A sea of red, a vocalized tsunami, an undulating mass, and the assertion that God is, indeed, in the house. That’s what I get each year when I’m lucky enough to attend the Atlanta Symphony’s Gospel Christmas Concert.
Although the orchestra gets first billing, make no mistake about who owns the night.
The Atlanta Gospel Choir is made up of about a hundred folks who can certainly belt out a tune, but it’s more than that. The term gestalt keeps coming to my mind as I consider the sum of all those very human parts. The great majority of the members are African American, with just a few pasty faces punctuating the throng. I’ve wondered just how talented a Caucasian has to be to infiltrate a group of dynamic singers who’ve undoubtedly been experiencing the mightiness of God’s Own Personal Music in their churches since they arrived that first Sunday as little babies tucked into their mothers' necks.
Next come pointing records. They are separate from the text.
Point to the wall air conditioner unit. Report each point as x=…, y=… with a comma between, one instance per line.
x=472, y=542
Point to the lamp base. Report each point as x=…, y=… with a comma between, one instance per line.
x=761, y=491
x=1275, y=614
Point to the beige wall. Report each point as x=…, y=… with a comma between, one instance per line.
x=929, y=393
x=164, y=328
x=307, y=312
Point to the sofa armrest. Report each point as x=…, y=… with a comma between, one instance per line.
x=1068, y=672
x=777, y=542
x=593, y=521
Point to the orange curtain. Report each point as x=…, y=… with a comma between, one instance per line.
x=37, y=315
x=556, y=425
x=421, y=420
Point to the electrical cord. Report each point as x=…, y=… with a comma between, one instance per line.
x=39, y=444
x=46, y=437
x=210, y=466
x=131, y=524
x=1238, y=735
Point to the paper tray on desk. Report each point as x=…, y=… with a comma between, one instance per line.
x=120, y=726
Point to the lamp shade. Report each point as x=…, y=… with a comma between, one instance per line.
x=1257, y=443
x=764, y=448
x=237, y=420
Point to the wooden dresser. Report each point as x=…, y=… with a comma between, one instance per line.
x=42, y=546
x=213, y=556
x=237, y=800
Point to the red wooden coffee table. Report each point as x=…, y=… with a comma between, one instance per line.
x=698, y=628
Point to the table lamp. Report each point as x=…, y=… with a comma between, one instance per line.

The city of Atlanta has a vast and powerful Black population, and why wouldn’t it, with its history and its strong connection to Dr. King. It’s long been a place where African Americans have come because they believe they can find a good and safe place for themselves and their families, a place they can call home. And that home has often revolved around church - and church means music.
Now, keep in mind that I'm the pastiest of pasty faces and I'm certainly not in the choir. In addition, I'm pretty sure some of my black friends will tell me I'm being simplistic here and that not all African Americans are church-going choir members.
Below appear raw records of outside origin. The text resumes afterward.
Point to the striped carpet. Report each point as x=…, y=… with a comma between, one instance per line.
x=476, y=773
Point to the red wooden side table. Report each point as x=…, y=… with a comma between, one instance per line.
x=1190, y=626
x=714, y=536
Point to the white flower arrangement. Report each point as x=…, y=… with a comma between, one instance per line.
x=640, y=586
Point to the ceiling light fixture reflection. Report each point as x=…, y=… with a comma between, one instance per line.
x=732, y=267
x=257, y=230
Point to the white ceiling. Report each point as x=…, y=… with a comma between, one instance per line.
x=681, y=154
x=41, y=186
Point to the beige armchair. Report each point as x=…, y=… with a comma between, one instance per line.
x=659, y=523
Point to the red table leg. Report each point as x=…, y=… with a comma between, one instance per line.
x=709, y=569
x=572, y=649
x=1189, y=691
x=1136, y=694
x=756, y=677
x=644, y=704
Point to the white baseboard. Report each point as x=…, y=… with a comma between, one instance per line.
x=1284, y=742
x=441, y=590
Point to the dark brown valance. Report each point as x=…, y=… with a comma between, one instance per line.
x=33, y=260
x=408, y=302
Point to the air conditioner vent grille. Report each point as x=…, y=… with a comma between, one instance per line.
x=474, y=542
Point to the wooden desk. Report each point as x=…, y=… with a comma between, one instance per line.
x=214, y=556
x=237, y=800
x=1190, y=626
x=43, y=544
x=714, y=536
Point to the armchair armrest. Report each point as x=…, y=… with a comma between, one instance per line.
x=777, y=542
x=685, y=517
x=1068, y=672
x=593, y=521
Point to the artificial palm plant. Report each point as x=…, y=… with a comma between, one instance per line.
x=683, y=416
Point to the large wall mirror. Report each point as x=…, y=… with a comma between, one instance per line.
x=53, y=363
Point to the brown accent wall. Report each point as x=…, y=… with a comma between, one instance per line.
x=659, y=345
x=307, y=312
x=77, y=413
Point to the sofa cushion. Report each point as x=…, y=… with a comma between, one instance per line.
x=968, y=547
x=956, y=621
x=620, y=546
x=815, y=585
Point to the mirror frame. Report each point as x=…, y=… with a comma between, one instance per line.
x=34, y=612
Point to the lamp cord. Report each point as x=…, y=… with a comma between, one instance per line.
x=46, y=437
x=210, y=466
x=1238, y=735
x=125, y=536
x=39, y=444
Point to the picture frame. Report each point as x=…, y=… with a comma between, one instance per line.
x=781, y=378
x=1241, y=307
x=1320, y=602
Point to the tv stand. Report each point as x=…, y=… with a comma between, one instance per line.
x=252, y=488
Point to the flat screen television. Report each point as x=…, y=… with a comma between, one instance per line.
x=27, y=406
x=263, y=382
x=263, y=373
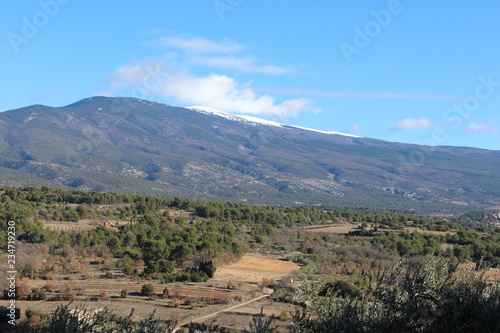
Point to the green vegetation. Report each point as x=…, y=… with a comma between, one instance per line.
x=428, y=297
x=178, y=239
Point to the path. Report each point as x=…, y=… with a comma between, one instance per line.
x=267, y=293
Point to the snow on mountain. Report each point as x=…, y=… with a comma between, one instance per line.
x=259, y=121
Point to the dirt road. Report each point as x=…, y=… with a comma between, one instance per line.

I know that, but this is my story so I get to say it the way I see it. And the way I see it is that the sum of those singing parts in the Atlanta Gospel Choir is certainly greater than what it would appear to be at first glance. Those people perform not only with superb talent and abundant energy, but also with an assuredness that could come only from some kind of big old belief in something even more important and lasting than standing up, en masse, and singing along with the Atlanta Symphony.
And being enveloped in that belief and that authority for a couple of hours each December makes me want to believe too.